All right, she told herself, teach as if it was your own son
who received the lesson. A deep, quick breath and she placed herself in the
center of the circular platform facing Zakarij.
“All
right now. First, watch me perform the spell. But do more than watch,” she added as his lips parted to protest. “What I mean is, watch with all your senses. Let all
vision enter your eyes; and all sounds, your ears; and all sensations, your
skin; and all whispers of spirit, your heart and soul and mind.” She deliberately made her tones rhythmic, musical, chanting, willing him
to enter such a state of meditation that he could really do these things. “Now,” she repeated, and began the equation. “Isak Itugen. Isak Rez.” She held out her hand, palm
up and repeated the invocation. “Isak
Itugen. Isak Rez.” She saw the fire in her mind—a
tiny, graceful flame in a place of utter darkness. Seeing it, she raised her
palm and blew a breath of air upon it. “Ah
ni
!” She sang the name of the spirit of fire; two tones—one low, the second a fifth
higher. The flame, small, beautiful and bright, rose from her palm to unfurl
within the lamp of her curled fingers.
She heard Zakarij draw in a hissing breath, glimpsed his
hand moving toward the flame. She raised her own free hand in warning. “It will burn.” She looked into his face, yearning to see his envy, his respect. His
opacity frustrated her once again, for though she could read excitement in the
parted lips, the over-bright eyes, she could not see herself as he saw her—white hair a gleaming
aura in the sunlight, flesh burnished bright, fire dancing in her cupped hand
and mirrored in tilted eyes that were nearly black.

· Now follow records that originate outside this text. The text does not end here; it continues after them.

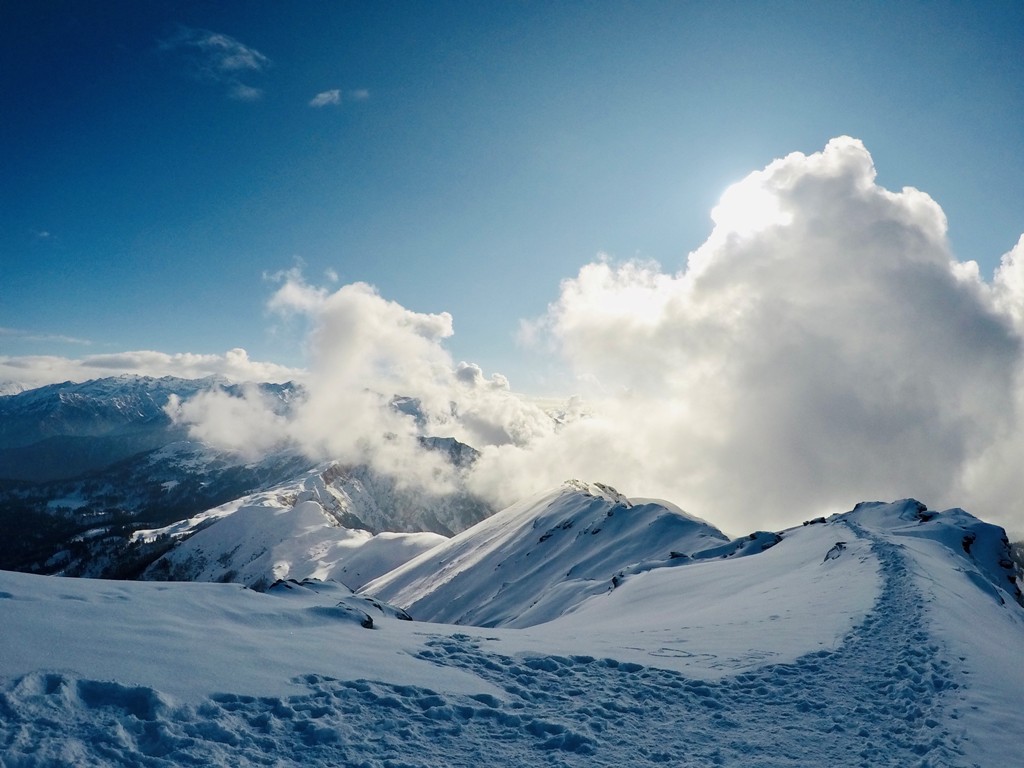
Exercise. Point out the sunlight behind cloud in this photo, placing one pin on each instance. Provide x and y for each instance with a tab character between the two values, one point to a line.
748	207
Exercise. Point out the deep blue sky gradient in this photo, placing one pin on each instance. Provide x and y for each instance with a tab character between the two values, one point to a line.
502	146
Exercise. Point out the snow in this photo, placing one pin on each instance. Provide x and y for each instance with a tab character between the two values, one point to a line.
537	559
270	538
899	648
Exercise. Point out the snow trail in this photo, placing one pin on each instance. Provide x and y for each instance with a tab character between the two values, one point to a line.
882	698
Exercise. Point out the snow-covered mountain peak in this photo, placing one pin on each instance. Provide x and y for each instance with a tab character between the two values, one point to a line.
538	559
598	489
977	548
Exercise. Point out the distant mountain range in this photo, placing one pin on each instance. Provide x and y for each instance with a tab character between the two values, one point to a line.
83	467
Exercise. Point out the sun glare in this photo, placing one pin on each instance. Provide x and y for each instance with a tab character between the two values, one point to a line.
748	207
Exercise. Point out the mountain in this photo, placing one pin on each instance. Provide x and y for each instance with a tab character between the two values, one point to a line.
87	466
62	431
888	635
306	528
539	558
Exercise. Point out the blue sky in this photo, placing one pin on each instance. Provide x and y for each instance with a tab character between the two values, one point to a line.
161	159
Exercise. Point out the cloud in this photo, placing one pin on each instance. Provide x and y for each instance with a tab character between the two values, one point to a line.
326	98
24	335
35	371
216	57
242	92
822	347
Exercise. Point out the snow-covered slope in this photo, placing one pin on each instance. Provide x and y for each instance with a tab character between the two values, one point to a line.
541	557
61	431
875	638
293	531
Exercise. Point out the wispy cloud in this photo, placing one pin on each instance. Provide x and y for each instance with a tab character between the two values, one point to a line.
327	98
236	365
242	92
220	58
822	347
23	335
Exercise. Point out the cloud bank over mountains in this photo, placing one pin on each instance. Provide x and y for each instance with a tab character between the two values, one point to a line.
822	346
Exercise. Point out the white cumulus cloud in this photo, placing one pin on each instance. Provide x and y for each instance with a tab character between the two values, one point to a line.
823	346
327	98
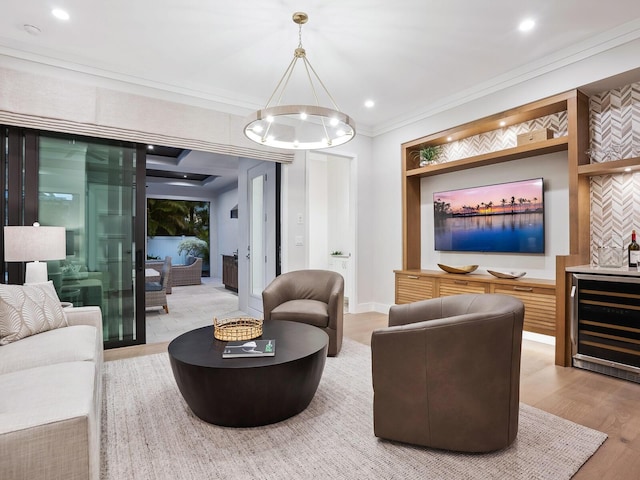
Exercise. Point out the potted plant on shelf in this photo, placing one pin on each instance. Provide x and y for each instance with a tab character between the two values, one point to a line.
427	154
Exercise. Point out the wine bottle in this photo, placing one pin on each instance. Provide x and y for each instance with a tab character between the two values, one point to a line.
634	251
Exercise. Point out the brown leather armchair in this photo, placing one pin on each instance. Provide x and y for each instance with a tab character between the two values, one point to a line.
446	372
315	297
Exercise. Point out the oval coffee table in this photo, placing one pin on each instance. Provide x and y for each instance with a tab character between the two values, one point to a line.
248	392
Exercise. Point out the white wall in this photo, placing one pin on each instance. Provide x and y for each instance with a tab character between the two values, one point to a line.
319	213
53	94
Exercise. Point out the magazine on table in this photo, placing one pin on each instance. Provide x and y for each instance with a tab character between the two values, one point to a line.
250	348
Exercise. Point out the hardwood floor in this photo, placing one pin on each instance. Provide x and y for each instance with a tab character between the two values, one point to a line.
597	401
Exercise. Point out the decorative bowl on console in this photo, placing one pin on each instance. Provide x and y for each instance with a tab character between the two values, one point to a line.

He dropped his hand. “I can’t . . .
I didn’t feel a
thing.”
She closed her hand, mentally subtracting air from the spell
and extinguishing the flame. “Let’s try again.”
“Can’t you just tell me—”
“Yes,
but until you
feel
it,
see
it,
hear
it, the words will be meaningless to you. Here, like this.” She stepped closer to him, took his hands in her own and raised them to
face her, palms out. Zakarij jumped as if her touch carried a static charge.
She felt a tingling backwash race up the backs of her arms. She ignored it,
assuming it was some defensive barrier she had accidentally breached. “Close your eyes.
Breathe. Sam-
ha
.”
“What?”
“Buddhist
monks do this. Here.” She moved one of his hands to her diaphragm. “Like this.” She breathed in through her nose, deeply, pulling the air all the way to
the bottom of her lungs. Then she let it out through her lips. His hand,
beneath hers, rose and fell. “Breathe
in—
sam
;
breathe out—
ha
.
Deeply. Slowly. Breathe into your soul. You try.”
She put the hand against his ribs. He breathed, a little
raggedly, but better.
“Again.”
He complied.
“Better.
Now.” She brought their hands up again between them, palms out at shoulder
height, and held him there for a moment, palm to palm, fingers not quite
entwined, bodies a few hand spans apart. A sheer veil of energy vibrated between
and around them, rippling like the cold flames Mat set in the winter sky. Snow
fires, they were called, and it was believed they were a gift to the beloved
Goddess, to warm her till spring. Kassia savored the sensation. It was as if
her body was filled with hot, delicious liquid fire. As if she embraced the
snow fires and was in turn embraced.